“Untitiled for Bijan and Manijeh” is a site-specific installation, created by Iman Safaei for Pasio of Mohsen Gallery. Created in a space that is 220 cm wide, 350 cm long, and about 7 m high, the work is consisted of several big spindle-shaped volumes, set vertically, alternatively, and symmetrically, suspended in the center of the space, surrounded by columns that rise from the hexagonal base. The columns support 40 metal frames, on each of which one verse is carved, with pores for the white neon lights to pour out of the frames. Safaei has selected these forty verses from Bijan and Manijeh, the famous love story in Ferdowsi’s Shahnameh, and attached them to the work’s structure. The entrance is a 155 cm high corridor that the viewer has to bend to pass through, similar to the entrance of a mosque or an ancient altar.
Bijan and Manijeh is the story of enduring the pain of loneliness, caused by the opportunism or imprudence of one’s own self or others—duplicity, self-deception, malice, or smugness. Bijan, the Persian warrior, is tempted and deceived by Gorgin, his own companion, to cross Iran’s border to the enemy’s territory. Achieving victory and on the way back, he falls madly in love with Manijeh, who rashly smuggles him into the private chambers of the enemy, Afrasiab, her father. Eventually, when Afrasiab learns of the affair, he banishes Manijeh into the wilderness, and throws Bijan into a dark pit. But Rostam comes to the rescue and pulls Bijan up from the depths, and together with Manijeh, they return home.

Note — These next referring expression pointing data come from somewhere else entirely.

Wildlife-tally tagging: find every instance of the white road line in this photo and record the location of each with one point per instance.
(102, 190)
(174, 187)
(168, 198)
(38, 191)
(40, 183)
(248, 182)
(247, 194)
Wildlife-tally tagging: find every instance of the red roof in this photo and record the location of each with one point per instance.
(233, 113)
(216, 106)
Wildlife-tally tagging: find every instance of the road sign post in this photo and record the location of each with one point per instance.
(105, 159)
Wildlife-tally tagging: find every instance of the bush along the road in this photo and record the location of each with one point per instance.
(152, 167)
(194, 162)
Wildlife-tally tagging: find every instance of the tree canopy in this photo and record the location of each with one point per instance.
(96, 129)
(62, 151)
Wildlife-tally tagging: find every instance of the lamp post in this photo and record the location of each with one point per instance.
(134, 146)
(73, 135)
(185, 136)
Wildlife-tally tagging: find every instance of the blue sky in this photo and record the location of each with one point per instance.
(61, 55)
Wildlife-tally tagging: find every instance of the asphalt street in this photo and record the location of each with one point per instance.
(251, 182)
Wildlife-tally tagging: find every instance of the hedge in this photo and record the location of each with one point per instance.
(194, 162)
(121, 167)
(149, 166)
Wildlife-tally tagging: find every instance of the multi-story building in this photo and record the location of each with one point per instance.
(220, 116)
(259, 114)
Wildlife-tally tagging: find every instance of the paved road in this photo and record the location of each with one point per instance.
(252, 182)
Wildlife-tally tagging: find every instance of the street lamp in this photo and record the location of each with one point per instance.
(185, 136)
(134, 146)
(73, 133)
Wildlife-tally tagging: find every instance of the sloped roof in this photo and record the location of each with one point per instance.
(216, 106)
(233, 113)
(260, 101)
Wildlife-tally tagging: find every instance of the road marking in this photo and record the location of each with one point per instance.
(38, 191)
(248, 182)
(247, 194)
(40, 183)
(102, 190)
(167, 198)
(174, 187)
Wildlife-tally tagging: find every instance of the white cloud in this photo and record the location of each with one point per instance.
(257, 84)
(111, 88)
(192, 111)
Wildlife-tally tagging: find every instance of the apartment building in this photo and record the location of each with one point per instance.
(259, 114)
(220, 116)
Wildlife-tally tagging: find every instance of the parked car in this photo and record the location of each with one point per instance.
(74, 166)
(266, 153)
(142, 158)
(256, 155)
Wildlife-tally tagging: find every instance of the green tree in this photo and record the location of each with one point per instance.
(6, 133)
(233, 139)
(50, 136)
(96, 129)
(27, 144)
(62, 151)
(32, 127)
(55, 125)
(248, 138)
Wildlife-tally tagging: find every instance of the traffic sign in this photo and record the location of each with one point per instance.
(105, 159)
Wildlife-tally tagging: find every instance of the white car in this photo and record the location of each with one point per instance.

Safaei’s work is like a pit that imprisons both Bijan and Manijeh with the chains of loneliness. Bijan is confined in the darkness of the pit, with Manijeh above it. More than being a recount of the epic, Safaei’s narration is the account of man’s relationship with himself, his environment, the world, and others. As though it is a geometrical order that, through repetition and proliferation, has turned into a ruling system, which is also vague and abstract; a system in which words turn into a lines and threads, lose their meanings; where light does not illuminate the eye, but brings about confusion. It is a narration that is spun and twisted like threads around a spindle all over the structure.